Regional Science
THE ENCYCLOPEDIA OF SOCIAL MEASUREMENT

Darla K. Munroe
University of North Carolina – Charlotte
James J. Biles
Western Michigan University

 
INTRODUCTION

The advent of regional science in the 1950s sought to forge a dynamic framework for regional analysis. Unlike its neighbors in geography and economics, regional science explicitly recognized that all economic processes exist in space as well as time. An important point of departure is the attempt to link broad-scale, or regional, patterns to underlying social and economic processes. Traditionally, regions have been defined on the basis of some social, economic or physical characteristic, drawing on the concept of nodality – a functional relationship between the city and its hinterlands, or based on administrative or political boundaries (Malecki, 1991). Notwithstanding these apparently clear-cut definitions, the regional concept becomes murky because it has been applied at a variety of spatial scales, from the very local to the international. In addition, regional boundaries are not static –they may depend on the research problem in question and they may change over time (Openshaw, 1983).

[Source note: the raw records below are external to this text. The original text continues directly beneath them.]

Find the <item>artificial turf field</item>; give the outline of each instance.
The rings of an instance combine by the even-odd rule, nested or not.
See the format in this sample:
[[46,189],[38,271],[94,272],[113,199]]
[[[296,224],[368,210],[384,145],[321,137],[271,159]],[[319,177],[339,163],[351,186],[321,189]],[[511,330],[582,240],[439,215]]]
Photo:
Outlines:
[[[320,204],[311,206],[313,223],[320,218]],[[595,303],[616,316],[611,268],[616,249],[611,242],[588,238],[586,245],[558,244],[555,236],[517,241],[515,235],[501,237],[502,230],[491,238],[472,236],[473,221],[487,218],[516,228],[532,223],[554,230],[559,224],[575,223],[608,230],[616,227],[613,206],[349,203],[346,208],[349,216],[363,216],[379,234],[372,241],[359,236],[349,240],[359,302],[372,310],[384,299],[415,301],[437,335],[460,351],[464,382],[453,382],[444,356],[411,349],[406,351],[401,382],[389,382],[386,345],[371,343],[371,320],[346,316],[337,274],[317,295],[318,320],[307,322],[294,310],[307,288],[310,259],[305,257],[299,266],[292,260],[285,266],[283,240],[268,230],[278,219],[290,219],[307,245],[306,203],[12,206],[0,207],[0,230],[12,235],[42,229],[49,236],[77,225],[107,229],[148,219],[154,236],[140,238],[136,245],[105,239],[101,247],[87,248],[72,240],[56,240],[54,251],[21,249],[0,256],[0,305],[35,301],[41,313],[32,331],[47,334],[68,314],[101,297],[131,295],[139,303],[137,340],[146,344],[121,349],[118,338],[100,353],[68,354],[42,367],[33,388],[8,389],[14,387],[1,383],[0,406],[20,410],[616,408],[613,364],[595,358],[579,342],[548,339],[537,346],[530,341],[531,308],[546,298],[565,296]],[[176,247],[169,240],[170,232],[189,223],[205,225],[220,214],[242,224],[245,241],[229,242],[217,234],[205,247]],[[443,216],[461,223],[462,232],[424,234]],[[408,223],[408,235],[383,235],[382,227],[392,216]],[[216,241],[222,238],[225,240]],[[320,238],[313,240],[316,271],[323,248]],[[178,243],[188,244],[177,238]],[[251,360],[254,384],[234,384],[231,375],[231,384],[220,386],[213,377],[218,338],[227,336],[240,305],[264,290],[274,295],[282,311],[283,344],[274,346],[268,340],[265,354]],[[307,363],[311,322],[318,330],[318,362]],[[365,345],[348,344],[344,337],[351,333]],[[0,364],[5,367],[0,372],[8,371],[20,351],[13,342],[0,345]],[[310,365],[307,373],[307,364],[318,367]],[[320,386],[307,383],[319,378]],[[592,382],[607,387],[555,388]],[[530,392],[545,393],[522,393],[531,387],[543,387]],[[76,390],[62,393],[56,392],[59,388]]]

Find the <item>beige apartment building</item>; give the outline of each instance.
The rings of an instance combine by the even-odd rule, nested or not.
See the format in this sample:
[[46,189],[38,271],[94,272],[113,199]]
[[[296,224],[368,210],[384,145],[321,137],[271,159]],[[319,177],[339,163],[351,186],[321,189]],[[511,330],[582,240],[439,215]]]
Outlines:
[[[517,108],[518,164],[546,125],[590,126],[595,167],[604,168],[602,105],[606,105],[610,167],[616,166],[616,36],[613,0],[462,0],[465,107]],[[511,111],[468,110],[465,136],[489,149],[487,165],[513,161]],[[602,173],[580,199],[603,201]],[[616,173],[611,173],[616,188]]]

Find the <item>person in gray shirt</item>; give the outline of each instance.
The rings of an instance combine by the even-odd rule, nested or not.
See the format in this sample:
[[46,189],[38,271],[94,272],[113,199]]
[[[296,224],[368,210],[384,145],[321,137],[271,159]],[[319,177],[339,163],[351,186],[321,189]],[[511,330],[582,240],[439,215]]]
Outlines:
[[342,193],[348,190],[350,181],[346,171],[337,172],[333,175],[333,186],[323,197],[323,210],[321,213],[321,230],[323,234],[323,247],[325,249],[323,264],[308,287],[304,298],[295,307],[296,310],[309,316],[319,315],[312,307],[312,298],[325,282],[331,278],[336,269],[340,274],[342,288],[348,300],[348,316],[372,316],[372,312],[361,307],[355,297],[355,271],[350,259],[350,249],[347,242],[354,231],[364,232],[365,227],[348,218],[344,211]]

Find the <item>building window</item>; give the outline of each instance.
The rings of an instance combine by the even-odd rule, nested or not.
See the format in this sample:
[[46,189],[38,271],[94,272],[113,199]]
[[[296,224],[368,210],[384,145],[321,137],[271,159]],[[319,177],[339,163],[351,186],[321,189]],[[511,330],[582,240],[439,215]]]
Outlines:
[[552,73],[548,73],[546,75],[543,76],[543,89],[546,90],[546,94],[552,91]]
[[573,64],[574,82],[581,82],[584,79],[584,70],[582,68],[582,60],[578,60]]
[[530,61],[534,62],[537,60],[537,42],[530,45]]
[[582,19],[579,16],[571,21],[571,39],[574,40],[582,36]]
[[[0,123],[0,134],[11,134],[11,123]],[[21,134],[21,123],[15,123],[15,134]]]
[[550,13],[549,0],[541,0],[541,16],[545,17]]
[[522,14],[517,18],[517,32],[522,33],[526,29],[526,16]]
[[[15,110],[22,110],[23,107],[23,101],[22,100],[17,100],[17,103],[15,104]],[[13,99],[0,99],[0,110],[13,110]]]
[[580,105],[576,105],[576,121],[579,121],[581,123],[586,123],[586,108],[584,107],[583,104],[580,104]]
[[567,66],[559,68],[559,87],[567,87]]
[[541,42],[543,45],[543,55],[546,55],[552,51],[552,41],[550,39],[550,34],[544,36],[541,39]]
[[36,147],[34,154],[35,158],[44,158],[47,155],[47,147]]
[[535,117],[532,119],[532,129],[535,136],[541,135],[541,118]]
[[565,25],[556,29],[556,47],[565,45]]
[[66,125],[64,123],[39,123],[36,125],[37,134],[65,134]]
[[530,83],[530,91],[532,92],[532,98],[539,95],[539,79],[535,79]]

This chapter provides an introductory review of methods commonly used in the field of regional science, as well as their potential applications. To frame this discussion, we draw from a recent assessment of publication patterns within the discipline (Rey and Anselin 2000), and elaborate on those fields and sub-areas within which regional science has made and continues to make the greatest impact, in theory, in practice and in policy. Some of the methods and approaches discussed in this chapter are covered in greater length in other chapters in this volume, in which case the reader is referred to those sections for further examination.